488.211 in Subpart D. Any accreditation organization whose request for 
approval of deeming authority has been denied may resubmit its 
application if the organization: (1) Revises its accreditation program 
to address the rationale for denial of its previous request; (2) 
provides reasonable assurance that its accredited companies meet 
applicable Medicare requirements; and (3) resubmits the application in 
its entirety. If an accreditation organization has requested a 
reconsideration of CMS's determination that its request for deeming 
approval is denied, it may not submit a new application for deeming 
authority for the type of provider or supplier that is at issue in the 
reconsideration until the reconsideration is final.

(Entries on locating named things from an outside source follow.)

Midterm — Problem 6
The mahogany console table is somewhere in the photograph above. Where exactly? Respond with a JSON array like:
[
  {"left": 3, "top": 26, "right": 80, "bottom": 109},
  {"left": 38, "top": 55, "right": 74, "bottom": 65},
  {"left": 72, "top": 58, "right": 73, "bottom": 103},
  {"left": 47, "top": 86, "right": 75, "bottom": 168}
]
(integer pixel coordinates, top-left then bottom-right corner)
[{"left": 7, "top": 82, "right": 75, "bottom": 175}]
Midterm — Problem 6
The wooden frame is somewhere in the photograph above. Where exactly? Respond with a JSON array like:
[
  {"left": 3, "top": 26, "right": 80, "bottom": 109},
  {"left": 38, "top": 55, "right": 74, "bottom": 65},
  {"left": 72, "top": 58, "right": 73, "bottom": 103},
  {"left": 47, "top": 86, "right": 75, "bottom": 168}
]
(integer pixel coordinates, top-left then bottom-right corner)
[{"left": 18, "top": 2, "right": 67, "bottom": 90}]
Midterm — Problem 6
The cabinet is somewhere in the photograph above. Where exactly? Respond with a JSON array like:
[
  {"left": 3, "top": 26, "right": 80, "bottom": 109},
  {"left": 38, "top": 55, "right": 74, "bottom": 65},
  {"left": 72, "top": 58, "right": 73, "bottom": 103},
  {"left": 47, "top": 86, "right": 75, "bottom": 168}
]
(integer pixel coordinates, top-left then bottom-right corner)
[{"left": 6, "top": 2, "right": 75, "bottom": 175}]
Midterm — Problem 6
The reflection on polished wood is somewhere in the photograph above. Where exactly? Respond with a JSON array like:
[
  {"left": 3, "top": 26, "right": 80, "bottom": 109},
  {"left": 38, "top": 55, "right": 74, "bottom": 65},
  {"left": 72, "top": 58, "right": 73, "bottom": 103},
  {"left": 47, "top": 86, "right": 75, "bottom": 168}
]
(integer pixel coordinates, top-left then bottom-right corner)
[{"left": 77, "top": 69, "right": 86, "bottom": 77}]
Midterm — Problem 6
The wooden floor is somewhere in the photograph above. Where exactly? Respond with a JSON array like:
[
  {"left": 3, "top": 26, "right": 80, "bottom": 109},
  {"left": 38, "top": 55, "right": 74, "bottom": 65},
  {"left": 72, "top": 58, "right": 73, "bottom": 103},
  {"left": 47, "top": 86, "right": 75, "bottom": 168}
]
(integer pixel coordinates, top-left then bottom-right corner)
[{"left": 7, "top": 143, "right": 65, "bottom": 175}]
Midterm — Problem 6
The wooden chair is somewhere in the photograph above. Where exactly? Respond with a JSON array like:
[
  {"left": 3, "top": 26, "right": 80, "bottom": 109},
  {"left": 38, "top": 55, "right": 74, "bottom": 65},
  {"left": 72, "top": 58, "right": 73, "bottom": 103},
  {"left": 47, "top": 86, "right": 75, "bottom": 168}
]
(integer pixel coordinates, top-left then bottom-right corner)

C. Evaluation of Proposals

    A panel consisting of subject matter experts will evaluate the 
proposals using criteria already established by CMS in the survey and 
certification process. The deadline for the submission of proposals is 
October 2, 2006.

III. Collection of Information Requirements

    The preamble of this notice discusses the information collection 
requirements associated with DMEPOS supplier accreditation from 
independent accrediting bodies. An independent accreditation 
organization must furnish to CMS all of information in the 12 items 
listed in section II.B. of this notice. In addition, each organization 
must also submit all of the necessary supporting documentation. This 
information is necessary to give the independent accreditation 
organizations the opportunity to submit proposals to implement and 
operate the DMEPOS accreditation programs. DMEPOS accreditation is 
required for DMEPOS suppliers that wish to bill Part B. The information 
supplied by the independent accreditation organizations will be used to 
evaluate the accreditation organizations ability to meet CMS' 
regulations.
    The burden associated with this information collection requirement 
is the time and effort required to document, compile, and submit the 
necessary application information to CMS. We estimate that 10 entities 
will submit the application information to CMS in order to be deemed 
independent accrediting bodies. We also estimate that it will take each 
of the entities approximately 20 hours to comply with this requirement 
for an annual total of 200 burden hours.
    The aforementioned information collection requirements have been 
submitted to the Office of Management and Budget (OMB) for emergency 
approval with a 10-day public comment period. In the August 4, 2006 
Federal Register (71 FR 44300), we published a notice announcing the 
request for emergency approval of the information collection 
requirements. These requirements are not effective until they have been 
approved by OMB.

    Authority: Section 1834(a)(20) of the Social Security Act (42 
U.S.C. 1395m(a)(20)).


(Catalog of Federal Domestic Assistance Program No. 93.773 
Medicare--Hospital Insurance Program; and Program No. 93.774, 
Medicare--Supplementary Medical Insurance Program)

    Dated: July 25, 2006.
Mark B. McClellan,
Administrator, Centers for Medicare & Medicaid Services.